Read: What Joe Biden can’t bring himself to say
This election was supposed to be a new start. “The donors are making their preference known,” Larry Rasky, a longtime Biden ally and fundraiser, told CNBC on the night of the Super Tuesday triumph that positioned Biden as the inevitable nominee. That day, March 3, before the country started shutting down, before the field hospitals and the refrigerated morgue trucks arrived, Biden was elated. He had so much to be thankful for. And he was sharing this long-sought success with a handful of loyal friends like Rasky, his ’88 campaign press secretary, who never lost faith in him, even when others did.
Ten days later, Rasky sent a prophetic tweet: “COVID-19. You can’t bomb it. You can’t yell at it. You can’t ignore it. You can’t bully it. You can’t really blame anyone for it. The only thing you can do is solve the problem. That’s one card #DonaldTrump doesn’t have in his deck of magic cards.” In the days that followed, Rasky developed what he assumed was normal back pain, but it grew in severity. Then the cough started. On March 22, he died at the age of 69. Most of America still hadn’t grasped the reality, or the lethality, of the virus. Biden had already lost a friend of 30 years.
Over the past few months, I’ve had long conversations with Rasky’s only child, Will. We’ve talked about his father, and about Biden, and about how—if at all—people can find meaning in the face of profound loss.

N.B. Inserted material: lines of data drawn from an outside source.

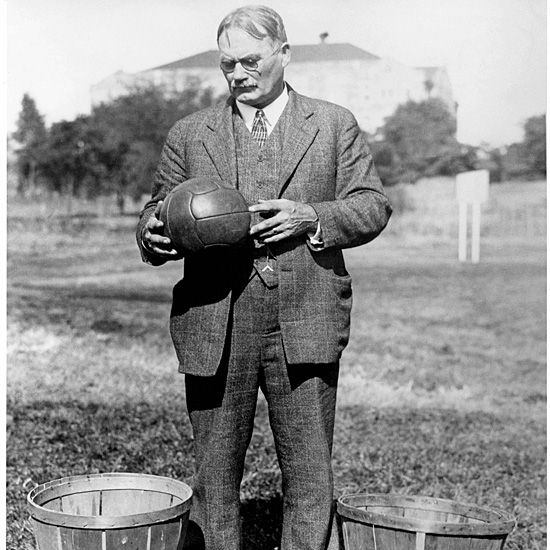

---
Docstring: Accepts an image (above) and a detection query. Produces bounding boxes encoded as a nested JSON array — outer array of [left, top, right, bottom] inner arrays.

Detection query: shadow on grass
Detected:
[[183, 496, 283, 550]]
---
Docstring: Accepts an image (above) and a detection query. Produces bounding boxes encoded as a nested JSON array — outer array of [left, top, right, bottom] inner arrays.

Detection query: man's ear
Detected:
[[281, 42, 291, 67]]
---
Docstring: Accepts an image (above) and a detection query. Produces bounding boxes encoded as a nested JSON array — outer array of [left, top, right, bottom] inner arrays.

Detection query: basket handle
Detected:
[[23, 477, 38, 491]]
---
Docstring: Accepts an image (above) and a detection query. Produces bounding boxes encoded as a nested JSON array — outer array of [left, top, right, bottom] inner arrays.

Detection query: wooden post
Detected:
[[472, 202, 481, 264], [458, 202, 468, 262], [456, 170, 489, 264]]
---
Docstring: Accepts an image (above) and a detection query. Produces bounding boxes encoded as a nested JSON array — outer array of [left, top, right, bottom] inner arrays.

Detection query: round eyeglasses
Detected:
[[220, 44, 282, 73]]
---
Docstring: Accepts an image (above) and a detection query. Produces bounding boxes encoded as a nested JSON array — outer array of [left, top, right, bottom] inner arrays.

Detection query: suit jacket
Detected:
[[137, 87, 391, 376]]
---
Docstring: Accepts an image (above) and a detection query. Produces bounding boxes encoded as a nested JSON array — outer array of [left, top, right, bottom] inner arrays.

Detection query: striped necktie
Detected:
[[252, 109, 267, 147]]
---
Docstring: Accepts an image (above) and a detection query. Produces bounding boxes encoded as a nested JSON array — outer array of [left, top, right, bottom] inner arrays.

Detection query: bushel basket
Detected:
[[337, 494, 515, 550], [27, 473, 192, 550]]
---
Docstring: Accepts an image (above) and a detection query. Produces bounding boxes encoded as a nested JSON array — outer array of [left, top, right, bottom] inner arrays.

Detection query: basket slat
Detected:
[[31, 519, 59, 550], [59, 527, 102, 550], [61, 491, 101, 516], [150, 519, 187, 550], [105, 527, 149, 550], [374, 527, 416, 550], [343, 521, 375, 550]]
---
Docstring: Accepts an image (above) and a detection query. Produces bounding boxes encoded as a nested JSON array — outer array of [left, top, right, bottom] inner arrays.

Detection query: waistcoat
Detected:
[[233, 109, 287, 288]]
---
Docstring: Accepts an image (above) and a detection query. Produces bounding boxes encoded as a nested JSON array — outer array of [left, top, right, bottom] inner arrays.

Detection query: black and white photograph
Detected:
[[2, 0, 547, 550]]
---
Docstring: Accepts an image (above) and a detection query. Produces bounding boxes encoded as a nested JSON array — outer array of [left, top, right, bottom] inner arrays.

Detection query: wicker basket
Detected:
[[337, 494, 515, 550], [27, 473, 192, 550]]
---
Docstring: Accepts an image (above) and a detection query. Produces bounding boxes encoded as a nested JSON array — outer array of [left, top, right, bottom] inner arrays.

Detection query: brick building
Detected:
[[91, 40, 456, 133]]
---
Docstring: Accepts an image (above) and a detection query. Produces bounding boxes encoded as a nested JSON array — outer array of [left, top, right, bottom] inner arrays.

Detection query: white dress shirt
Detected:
[[236, 84, 323, 250]]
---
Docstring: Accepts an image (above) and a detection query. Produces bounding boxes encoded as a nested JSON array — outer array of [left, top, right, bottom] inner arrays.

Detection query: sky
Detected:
[[6, 0, 547, 147]]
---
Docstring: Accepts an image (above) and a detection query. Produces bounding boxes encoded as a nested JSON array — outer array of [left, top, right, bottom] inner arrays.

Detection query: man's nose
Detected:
[[233, 62, 248, 80]]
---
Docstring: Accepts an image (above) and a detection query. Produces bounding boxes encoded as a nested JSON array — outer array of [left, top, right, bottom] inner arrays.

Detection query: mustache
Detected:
[[231, 84, 258, 90]]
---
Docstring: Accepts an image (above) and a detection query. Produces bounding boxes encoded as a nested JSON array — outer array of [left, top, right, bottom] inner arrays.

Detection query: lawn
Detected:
[[7, 183, 546, 550]]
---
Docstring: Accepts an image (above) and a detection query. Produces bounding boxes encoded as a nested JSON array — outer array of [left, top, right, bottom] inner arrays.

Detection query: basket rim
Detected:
[[337, 493, 516, 536], [27, 472, 193, 529]]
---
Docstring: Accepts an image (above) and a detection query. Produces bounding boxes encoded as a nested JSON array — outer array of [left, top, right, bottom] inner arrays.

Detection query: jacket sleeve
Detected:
[[311, 109, 392, 248], [136, 120, 191, 266]]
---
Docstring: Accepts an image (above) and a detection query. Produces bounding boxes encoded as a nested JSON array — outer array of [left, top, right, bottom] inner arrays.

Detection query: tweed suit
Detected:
[[138, 86, 391, 550], [138, 88, 391, 376]]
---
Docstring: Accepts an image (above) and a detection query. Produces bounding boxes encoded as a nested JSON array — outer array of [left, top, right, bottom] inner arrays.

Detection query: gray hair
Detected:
[[217, 6, 287, 44]]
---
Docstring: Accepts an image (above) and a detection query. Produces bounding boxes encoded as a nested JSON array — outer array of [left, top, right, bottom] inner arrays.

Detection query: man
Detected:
[[137, 6, 391, 550]]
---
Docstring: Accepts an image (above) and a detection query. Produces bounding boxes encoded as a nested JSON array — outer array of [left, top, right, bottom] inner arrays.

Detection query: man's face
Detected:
[[218, 28, 290, 109]]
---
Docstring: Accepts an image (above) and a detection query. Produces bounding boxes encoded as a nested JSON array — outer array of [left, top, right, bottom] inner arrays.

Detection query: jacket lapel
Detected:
[[279, 92, 319, 197], [203, 98, 237, 187]]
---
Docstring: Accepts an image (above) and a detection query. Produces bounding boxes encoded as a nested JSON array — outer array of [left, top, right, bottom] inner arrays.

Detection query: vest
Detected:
[[233, 109, 286, 288]]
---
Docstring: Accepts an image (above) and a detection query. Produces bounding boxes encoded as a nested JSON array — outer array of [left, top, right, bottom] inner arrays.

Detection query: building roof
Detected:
[[144, 42, 380, 72]]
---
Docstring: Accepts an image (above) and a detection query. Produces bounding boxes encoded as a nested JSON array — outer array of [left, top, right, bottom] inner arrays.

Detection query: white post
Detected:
[[458, 202, 468, 262], [456, 170, 489, 264], [472, 202, 481, 264]]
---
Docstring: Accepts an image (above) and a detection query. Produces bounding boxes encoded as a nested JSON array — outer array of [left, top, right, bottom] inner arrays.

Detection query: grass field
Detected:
[[7, 184, 546, 550]]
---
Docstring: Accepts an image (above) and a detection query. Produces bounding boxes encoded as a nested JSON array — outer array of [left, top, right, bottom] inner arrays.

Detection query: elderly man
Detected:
[[137, 6, 391, 550]]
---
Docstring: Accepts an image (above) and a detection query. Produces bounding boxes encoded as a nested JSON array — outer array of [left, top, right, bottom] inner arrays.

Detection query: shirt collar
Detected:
[[235, 83, 288, 133]]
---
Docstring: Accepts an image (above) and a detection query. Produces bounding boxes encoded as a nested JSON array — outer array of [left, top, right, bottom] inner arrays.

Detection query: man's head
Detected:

Sometimes Will says “Larry” and sometimes he says “Dad.” The father and son shared a love of music, especially the Grateful Dead. A photo on Larry’s Twitter feed shows the duo at a Dead show in Chicago, arm in arm, draft beers in hand. Both have the kind of full-body smiles you can’t fake. After Larry died, Will felt drawn to the song “He’s Gone.” It’s a psychedelic barrelhouse ballad, but its soaring chorus reads like a hymn. Will played it, then replayed it, over and over.
And now he’s gone
Now he’s gone, Lord he’s gone
He’s gone
Like a steam locomotive rolling down the track
He’s gone, gone, and nothing’s gonna bring him back
He’s gone
Larry posthumously tested positive for COVID-19. Will, his wife, and his mother were forced to quarantine, and were unable to be with friends or relatives while they processed the sudden death. With Larry gone, Will was wearing multiple hats: man of the house, family spokesman, grieving son. The night Larry died, Will answered his mom’s cellphone. Biden was on the other end.
“There was something quite bizarre, something akin to an out-of-body experience happening with that conversation,” Will told me. The Biden empathy that he had heard about for decades was now being trained on him. “He really did want us to know how it was going to feel,” Will said. He was struck by the shock in Biden’s voice. On the phone that night, the two of them seemed to be processing the loss together in real time. “He has this innate, intuitive ability to get at what people are feeling,” Will said. “And it’s part of why people like my dad tried to pump him up.” In our conversations, Will’s naturally confident tenor occasionally broke as he spoke about the events of the past year. Sometimes he stopped mid-sentence to cry.